The increased patrols come as the Public Health Department revealed that the majority of the people in the eight confirmed cases of dengue fever live in West Bay. One case each has also been reported in George Town and Bodden Town. As of 24 October, eight people were confirmed to have had the disease, including five who contracted the virus locally.
According to the head of the Cayman Islands’ Public Health Department, Dr. Kiran Kumar, 37 suspected cases from Cayman were being or had been investigated by the Caribbean Epidemiology Centre, known as CAREC, in Trinidad. Results of 17 of those have been returned, showing that nine were negative and eight were positive. The results of the other 20 cases were still outstanding as of Friday, 26 October.
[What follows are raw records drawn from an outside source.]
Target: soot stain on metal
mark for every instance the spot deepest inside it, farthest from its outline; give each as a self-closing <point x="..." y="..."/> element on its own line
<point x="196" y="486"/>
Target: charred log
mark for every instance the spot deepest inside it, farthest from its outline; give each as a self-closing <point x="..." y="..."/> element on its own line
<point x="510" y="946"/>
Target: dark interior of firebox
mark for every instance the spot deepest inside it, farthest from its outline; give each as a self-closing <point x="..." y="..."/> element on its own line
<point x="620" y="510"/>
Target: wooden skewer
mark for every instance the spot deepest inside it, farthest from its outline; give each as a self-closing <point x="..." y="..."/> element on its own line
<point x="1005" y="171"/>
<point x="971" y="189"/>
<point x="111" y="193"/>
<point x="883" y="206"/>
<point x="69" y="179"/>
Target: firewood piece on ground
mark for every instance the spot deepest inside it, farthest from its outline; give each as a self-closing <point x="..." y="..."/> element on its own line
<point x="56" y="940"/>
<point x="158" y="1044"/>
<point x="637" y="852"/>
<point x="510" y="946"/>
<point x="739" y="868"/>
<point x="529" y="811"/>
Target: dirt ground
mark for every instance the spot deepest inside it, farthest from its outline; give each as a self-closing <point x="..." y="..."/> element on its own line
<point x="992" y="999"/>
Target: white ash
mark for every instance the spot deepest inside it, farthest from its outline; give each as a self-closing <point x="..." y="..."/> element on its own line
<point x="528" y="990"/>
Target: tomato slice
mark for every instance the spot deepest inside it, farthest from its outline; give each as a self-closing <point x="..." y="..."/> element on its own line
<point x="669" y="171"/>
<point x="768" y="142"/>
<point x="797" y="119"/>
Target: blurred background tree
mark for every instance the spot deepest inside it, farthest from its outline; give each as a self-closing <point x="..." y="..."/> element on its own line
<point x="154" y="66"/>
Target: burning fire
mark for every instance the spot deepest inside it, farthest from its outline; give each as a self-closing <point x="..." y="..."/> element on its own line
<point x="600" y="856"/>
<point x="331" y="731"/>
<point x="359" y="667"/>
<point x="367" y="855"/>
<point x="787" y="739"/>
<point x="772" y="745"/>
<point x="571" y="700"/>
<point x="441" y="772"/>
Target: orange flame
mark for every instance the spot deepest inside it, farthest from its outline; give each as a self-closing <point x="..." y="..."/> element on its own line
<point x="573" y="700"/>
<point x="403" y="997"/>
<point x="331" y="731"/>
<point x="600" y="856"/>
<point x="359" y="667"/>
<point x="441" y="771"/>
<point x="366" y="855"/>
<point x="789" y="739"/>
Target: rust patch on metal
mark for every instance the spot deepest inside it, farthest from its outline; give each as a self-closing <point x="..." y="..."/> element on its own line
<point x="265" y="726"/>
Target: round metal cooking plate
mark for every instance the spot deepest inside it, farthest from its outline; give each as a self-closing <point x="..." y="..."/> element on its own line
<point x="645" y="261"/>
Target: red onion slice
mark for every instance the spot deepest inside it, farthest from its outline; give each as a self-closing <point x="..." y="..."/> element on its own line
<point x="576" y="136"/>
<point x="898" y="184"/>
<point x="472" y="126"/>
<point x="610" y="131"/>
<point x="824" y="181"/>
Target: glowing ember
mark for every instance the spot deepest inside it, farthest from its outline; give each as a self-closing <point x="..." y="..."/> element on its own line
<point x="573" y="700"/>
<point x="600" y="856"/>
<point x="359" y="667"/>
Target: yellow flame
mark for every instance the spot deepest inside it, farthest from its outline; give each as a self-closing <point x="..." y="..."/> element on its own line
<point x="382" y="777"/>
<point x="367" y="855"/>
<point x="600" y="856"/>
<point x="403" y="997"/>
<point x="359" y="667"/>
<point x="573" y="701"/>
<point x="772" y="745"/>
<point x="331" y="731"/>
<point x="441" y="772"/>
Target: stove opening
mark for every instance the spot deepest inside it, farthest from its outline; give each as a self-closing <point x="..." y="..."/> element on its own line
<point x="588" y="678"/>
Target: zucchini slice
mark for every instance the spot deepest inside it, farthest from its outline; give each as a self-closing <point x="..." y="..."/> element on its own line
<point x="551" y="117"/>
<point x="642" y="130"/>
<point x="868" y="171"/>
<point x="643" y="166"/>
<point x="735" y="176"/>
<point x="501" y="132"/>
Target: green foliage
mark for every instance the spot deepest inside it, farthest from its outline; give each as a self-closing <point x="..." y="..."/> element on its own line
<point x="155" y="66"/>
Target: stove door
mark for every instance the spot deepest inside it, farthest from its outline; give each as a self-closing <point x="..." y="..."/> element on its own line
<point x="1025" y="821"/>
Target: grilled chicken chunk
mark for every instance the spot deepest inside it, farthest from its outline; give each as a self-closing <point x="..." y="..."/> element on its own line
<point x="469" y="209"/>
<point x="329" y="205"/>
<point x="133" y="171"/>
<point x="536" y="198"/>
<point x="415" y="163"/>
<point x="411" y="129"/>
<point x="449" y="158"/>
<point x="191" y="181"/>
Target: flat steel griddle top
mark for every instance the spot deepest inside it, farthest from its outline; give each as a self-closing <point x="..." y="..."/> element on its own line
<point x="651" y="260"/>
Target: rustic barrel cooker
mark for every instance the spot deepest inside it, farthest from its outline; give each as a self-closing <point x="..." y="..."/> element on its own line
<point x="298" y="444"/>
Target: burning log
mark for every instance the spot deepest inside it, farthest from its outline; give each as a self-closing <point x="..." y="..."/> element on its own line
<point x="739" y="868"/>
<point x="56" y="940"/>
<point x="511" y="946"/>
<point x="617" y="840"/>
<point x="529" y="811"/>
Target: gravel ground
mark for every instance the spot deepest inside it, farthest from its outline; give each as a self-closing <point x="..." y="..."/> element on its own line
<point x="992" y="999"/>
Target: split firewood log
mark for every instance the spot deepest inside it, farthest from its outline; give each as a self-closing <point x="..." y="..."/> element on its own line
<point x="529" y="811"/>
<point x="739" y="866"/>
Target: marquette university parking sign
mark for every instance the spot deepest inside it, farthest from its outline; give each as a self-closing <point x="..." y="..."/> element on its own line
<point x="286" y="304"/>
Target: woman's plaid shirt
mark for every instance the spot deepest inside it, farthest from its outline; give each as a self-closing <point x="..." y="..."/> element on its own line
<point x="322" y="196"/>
Dengue fever is not passed from person to person. Instead, the aedes aegypti mosquito must bite the sick patient in the first week of symptoms, after which he becomes non-infectious, and then must survive for a further eight to 10 days in order to transmit the disease. Those insects destroyed during this period are unable to pass on the disease.
The MRCU assured the public that the insecticides it uses are safe and approved by the Environmental Protection Agency in the United States.
Any questions or queries should be directed to MRCU at 949-2557.
Aedes aegypti lives and breeds in and around houses. To avoid their homes becoming breeding grounds, members of the public should take the following precautions:
Drain water from coolers, tanks, barrels, drums and buckets, etc.;
Remove all objects in the yard, e.g. plant saucers, etc. which have water collected in them;
Keep stored water containers covered at all times;
Discard solid waste and objects where water collects, e.g. bottles, tins, tyres, coconut shells etc.
While most mosquitoes bite at dawn or dusk, this mosquito also bites in the day. Long sleeves, long trousers and mosquito repellent are a precaution against bites.